主人公は、大学受験に失敗して所在もなく公園で泣いておりました。この時期にいつも咲いてくれている桜も、全く咲いておりませんでした。そこで、方向音痴の「彼女」と出会ったのでした。圧倒的な文章で語られる、少し不思議な物語にございます。人生に無駄な時間などない。浄土真宗からスタジオジブリにまで通ずる教えを、思い出すことができます。強くお勧めいたします。ご一読を。
慰みに夜桜でもと、近くの公園にやって来たが、桜は、やっと蕾が確認できる程度だった───。飾らない文章なのに、言葉の繊細さと美しさが際立つショート。この雰囲気に、公園で出会った不思議な少女が、ばっちりハマります。春の夜の、夢のような体験。読んでる途中で、ワクワクして、読了後の気分も、ふわっと、うららかな春の日差しを感じるような、良いものです。主人公と、少女の出会い。二人がかわすやり取りも、過不足なく、読みやすいショートです。おすすめですよ。ぜひ、ご一読を!

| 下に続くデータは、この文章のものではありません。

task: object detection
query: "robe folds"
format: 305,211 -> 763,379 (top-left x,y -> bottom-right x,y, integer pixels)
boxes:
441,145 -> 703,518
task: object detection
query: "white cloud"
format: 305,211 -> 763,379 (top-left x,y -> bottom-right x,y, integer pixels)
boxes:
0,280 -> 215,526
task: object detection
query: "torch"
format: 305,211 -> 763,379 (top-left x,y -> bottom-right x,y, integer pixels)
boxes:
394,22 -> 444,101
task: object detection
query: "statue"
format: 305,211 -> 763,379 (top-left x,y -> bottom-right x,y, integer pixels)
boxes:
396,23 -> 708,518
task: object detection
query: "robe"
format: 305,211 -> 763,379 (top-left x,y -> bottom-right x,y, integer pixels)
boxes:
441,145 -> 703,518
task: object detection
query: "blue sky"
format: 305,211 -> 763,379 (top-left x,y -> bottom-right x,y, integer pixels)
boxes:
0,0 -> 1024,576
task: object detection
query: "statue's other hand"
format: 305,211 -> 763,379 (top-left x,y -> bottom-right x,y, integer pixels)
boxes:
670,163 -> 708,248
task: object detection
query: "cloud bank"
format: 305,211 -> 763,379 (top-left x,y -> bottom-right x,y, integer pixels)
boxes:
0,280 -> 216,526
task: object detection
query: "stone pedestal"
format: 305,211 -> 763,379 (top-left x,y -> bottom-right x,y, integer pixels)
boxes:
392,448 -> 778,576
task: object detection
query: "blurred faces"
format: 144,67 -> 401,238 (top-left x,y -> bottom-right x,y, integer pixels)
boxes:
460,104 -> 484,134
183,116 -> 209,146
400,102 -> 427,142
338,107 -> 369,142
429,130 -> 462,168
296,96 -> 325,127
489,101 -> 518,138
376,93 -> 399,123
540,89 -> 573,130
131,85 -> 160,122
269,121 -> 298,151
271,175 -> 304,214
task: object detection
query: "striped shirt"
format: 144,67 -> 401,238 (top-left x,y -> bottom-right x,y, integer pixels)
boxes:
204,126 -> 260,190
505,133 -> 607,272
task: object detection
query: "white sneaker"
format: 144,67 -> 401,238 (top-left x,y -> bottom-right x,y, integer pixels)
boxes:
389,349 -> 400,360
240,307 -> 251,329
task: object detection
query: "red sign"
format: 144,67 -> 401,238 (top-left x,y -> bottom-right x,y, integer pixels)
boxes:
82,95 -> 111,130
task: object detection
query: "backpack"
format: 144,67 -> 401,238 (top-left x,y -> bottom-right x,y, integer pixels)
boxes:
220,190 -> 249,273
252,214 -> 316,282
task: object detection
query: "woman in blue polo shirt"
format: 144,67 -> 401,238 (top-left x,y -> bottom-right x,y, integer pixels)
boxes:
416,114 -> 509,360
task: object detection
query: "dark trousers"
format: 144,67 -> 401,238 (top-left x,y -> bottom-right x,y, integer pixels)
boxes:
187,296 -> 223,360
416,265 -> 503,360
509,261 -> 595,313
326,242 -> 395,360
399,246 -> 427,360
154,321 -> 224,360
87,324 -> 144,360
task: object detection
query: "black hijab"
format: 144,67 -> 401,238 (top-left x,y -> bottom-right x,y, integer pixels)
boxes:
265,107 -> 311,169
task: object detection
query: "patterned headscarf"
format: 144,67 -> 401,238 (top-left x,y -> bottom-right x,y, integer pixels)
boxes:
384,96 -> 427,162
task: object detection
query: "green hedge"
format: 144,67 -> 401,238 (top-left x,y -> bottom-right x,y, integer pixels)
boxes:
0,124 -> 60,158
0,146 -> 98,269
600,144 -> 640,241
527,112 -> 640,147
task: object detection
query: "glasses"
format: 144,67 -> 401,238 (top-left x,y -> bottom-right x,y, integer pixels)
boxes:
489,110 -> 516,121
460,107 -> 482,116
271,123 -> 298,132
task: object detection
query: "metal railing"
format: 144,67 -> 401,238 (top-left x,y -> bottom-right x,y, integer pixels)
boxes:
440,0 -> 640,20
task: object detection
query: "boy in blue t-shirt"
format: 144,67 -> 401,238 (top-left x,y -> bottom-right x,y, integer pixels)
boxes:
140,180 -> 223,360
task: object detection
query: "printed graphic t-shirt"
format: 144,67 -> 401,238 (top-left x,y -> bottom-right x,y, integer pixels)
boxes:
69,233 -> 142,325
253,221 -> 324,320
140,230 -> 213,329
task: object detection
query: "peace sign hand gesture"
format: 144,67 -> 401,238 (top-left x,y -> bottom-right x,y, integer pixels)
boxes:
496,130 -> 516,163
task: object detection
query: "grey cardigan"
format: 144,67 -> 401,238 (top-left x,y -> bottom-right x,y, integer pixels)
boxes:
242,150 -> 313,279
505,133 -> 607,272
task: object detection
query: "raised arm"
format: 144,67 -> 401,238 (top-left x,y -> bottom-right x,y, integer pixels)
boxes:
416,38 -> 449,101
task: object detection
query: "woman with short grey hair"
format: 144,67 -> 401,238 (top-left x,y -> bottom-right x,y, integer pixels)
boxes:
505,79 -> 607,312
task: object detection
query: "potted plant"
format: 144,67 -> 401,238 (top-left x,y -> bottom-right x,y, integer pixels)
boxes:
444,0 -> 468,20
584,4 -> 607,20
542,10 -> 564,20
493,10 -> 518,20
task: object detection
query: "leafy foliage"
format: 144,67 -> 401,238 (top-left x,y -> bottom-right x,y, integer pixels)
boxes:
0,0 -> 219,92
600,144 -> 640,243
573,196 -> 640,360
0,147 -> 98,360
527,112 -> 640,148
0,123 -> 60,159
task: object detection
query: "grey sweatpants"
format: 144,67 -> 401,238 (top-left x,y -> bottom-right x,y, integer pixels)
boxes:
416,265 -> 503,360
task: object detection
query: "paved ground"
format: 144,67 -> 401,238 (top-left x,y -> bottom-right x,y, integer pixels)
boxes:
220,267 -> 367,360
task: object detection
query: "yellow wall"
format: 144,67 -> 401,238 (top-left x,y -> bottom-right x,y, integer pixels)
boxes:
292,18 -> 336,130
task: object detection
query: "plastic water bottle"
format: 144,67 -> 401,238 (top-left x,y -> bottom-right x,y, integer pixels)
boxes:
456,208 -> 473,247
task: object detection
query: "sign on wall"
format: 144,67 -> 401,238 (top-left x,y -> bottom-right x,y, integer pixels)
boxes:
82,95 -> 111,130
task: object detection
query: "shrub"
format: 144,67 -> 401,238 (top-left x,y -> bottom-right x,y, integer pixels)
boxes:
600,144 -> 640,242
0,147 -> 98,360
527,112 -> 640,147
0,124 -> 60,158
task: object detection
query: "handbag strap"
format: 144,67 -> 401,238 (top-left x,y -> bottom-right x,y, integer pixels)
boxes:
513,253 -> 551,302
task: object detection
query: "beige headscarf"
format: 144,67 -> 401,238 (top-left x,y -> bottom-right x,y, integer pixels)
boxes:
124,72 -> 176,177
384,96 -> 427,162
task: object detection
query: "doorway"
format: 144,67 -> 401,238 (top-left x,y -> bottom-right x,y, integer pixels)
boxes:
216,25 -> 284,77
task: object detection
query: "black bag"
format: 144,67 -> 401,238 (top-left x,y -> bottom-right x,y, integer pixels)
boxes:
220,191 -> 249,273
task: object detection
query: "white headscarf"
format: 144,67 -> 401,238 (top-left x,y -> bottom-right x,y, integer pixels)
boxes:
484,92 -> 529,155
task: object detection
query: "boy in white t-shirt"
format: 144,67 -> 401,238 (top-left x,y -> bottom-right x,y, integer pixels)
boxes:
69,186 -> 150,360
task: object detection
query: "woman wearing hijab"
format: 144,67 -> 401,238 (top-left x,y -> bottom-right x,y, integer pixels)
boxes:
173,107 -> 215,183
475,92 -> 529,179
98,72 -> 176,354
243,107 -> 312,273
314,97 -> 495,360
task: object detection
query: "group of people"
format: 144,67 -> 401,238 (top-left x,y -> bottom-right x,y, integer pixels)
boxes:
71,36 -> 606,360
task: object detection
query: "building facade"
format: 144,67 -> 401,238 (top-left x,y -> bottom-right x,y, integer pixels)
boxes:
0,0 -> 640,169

今年も出会いと別れの季節がやってきた。大学入試後の失意の中での一期一会。ぼんやりと淡く光る桜の木の下にいたのは、迷子の姫だった。心を通わせ、彼女を助けるために立ち上がる気概が春の夜に清々しい。時代錯誤の感も相まって、春を呼び寄せる展開に繋がる手腕が光る本作。もう一つの春としての桜を呼んでしまうラストが微笑ましい、言葉はなくても思いは伝わる春色に映える爽やかな物語です。